On multiple occasions, readers said the board has, specifically with senatorial candidates, been unfairly harsh and demeaning toward "hard-working students who put countless hours" into their campaigns.
Without naming names - we've already done that once, and it appears our point was well taken - it's important to note that a question was posed to multiple candidates as to how much time they have actually put into their campaign to date.
"A few hours," was the candid answer of one candidate, to his credit. The lack of preparation was also obvious based on candidates' inability to answer questions like, "How do you plan to accomplish this task?" or "Does ASUA have the authority to influence this type of change on campus?" It seems some candidates wrote down ideas of things they wanted to see happen with no second thought of the feasibility or necessity on the UA campus.

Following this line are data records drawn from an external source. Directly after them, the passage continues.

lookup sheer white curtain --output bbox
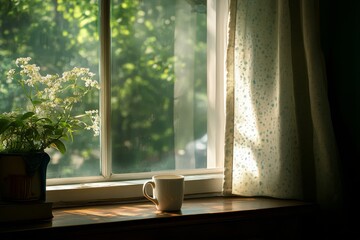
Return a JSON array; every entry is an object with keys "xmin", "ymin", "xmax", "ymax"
[{"xmin": 223, "ymin": 0, "xmax": 342, "ymax": 210}]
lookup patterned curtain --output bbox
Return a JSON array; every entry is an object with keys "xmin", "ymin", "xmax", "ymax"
[{"xmin": 223, "ymin": 0, "xmax": 342, "ymax": 210}]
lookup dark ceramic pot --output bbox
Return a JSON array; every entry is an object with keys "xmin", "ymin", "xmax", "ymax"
[{"xmin": 0, "ymin": 152, "xmax": 50, "ymax": 202}]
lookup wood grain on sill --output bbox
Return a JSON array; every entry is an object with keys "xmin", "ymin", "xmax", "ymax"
[{"xmin": 0, "ymin": 196, "xmax": 319, "ymax": 238}]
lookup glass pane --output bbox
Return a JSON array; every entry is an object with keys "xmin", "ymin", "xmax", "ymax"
[
  {"xmin": 111, "ymin": 0, "xmax": 208, "ymax": 173},
  {"xmin": 0, "ymin": 0, "xmax": 100, "ymax": 178}
]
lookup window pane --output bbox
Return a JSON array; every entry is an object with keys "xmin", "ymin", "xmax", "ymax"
[
  {"xmin": 111, "ymin": 0, "xmax": 208, "ymax": 173},
  {"xmin": 0, "ymin": 0, "xmax": 100, "ymax": 178}
]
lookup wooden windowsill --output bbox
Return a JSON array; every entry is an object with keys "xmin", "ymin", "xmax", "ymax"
[{"xmin": 0, "ymin": 196, "xmax": 319, "ymax": 239}]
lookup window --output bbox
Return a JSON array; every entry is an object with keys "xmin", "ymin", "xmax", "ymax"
[
  {"xmin": 110, "ymin": 0, "xmax": 210, "ymax": 174},
  {"xmin": 0, "ymin": 0, "xmax": 227, "ymax": 202}
]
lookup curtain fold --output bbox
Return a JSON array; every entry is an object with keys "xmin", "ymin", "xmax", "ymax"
[{"xmin": 224, "ymin": 0, "xmax": 342, "ymax": 210}]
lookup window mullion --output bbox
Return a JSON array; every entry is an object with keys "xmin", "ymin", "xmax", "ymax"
[
  {"xmin": 207, "ymin": 0, "xmax": 217, "ymax": 168},
  {"xmin": 208, "ymin": 0, "xmax": 227, "ymax": 169},
  {"xmin": 100, "ymin": 0, "xmax": 112, "ymax": 179}
]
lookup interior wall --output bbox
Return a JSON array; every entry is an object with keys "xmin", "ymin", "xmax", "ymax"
[{"xmin": 319, "ymin": 0, "xmax": 360, "ymax": 223}]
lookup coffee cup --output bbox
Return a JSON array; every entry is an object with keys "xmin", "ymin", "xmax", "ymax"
[{"xmin": 142, "ymin": 174, "xmax": 184, "ymax": 212}]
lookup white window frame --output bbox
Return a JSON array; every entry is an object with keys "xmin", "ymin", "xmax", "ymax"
[{"xmin": 46, "ymin": 0, "xmax": 228, "ymax": 203}]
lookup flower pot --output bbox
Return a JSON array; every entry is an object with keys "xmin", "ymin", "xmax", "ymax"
[{"xmin": 0, "ymin": 152, "xmax": 50, "ymax": 202}]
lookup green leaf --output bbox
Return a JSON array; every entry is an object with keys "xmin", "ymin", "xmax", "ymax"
[
  {"xmin": 31, "ymin": 100, "xmax": 43, "ymax": 105},
  {"xmin": 43, "ymin": 125, "xmax": 55, "ymax": 130},
  {"xmin": 54, "ymin": 128, "xmax": 64, "ymax": 136},
  {"xmin": 41, "ymin": 118, "xmax": 53, "ymax": 123},
  {"xmin": 21, "ymin": 112, "xmax": 35, "ymax": 120},
  {"xmin": 51, "ymin": 139, "xmax": 66, "ymax": 154},
  {"xmin": 12, "ymin": 119, "xmax": 24, "ymax": 127},
  {"xmin": 0, "ymin": 118, "xmax": 11, "ymax": 134}
]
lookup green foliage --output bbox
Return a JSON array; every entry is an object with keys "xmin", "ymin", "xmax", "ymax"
[
  {"xmin": 0, "ymin": 0, "xmax": 207, "ymax": 176},
  {"xmin": 110, "ymin": 0, "xmax": 205, "ymax": 172},
  {"xmin": 0, "ymin": 0, "xmax": 101, "ymax": 177},
  {"xmin": 0, "ymin": 57, "xmax": 100, "ymax": 154}
]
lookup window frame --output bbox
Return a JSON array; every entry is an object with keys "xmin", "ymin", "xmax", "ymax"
[{"xmin": 46, "ymin": 0, "xmax": 228, "ymax": 203}]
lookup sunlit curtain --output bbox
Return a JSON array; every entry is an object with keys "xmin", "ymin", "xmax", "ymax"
[{"xmin": 223, "ymin": 0, "xmax": 342, "ymax": 210}]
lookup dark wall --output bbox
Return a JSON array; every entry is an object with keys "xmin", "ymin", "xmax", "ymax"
[{"xmin": 320, "ymin": 0, "xmax": 360, "ymax": 223}]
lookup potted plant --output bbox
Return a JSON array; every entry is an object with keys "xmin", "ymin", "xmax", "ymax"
[{"xmin": 0, "ymin": 57, "xmax": 100, "ymax": 202}]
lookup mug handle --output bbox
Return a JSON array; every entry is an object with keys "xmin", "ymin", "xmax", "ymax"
[{"xmin": 142, "ymin": 180, "xmax": 159, "ymax": 206}]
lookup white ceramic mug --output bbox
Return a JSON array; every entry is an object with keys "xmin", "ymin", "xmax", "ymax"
[{"xmin": 142, "ymin": 174, "xmax": 184, "ymax": 211}]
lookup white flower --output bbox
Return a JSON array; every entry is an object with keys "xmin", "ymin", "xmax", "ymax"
[
  {"xmin": 85, "ymin": 110, "xmax": 100, "ymax": 136},
  {"xmin": 15, "ymin": 57, "xmax": 31, "ymax": 67},
  {"xmin": 6, "ymin": 69, "xmax": 15, "ymax": 84},
  {"xmin": 0, "ymin": 57, "xmax": 101, "ymax": 153}
]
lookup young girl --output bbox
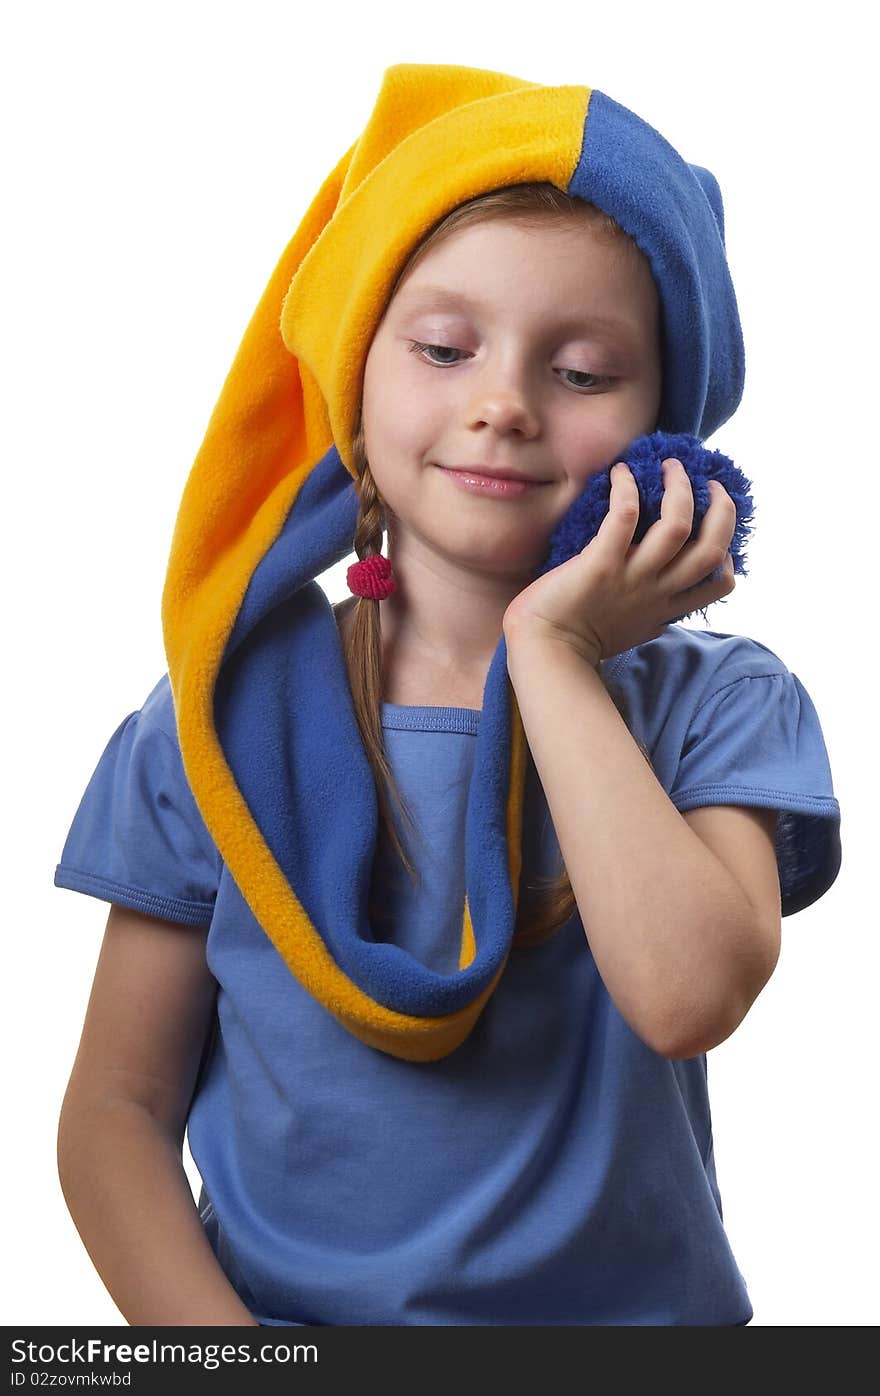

The board has also been questioned for criticizing some candidates, who regardless of their ideas, "should be commended for simply wanting to run for office and dedicate their time."
However, the opposite logic should be applied.
We should regard the candidates' ideas highly, regardless of how great their desire to run for office.
Experience with ASUA elections is something this opinions board doesn't lack, as multiple members have been part of the board for at least three years' worth of elections. Year after year, candidates run on outrageous platforms that lack foresight and any knowledge of what ASUA's role on campus really is. Our negative endorsements were intended to send a message that something needed to change.
Should those who want to make the leap for public service be commended? Yes, but not without question.
Candidates could benefit from simply talking to current senators and asking them to compare where they are now to where they were when they released their initial platforms as candidates.
How many platforms have been completed? How many of those outrageous ideas actually came true?
Actually researching what is necessary and feasible on campus, even if just through simple conversations, is the most important aspect of running for an ASUA office.
To those who lost this year or to those who are considering running in the future: become a senate aid. Sit on a committee. Check the office hours of the president and vice presidents. President Alistair Chapman and Vice Presidents Jordan Miller and Sara Birnbaum surely would have been willing to dole out advice to anyone with questions.
We understand that many of the comments seemed abrasive, especially to the five candidates that we urged readers to be cautious of when voting.
But after years of candidates running for office on platforms that may be attractive on the surface yet lack the substance necessary to be carried out in one year, we felt it was time to speak up and say something.
Reader response to the Wildcat opinions board's ASUA endorsements, the Wildcat's ASUA elections coverage as a whole, and countless other stories and issues presented in the paper has been outstanding, and I encourage every reader to write to us at any point you feel the need for clarification, wish to oppose an opinion or frankly just have something you need to get off your chest.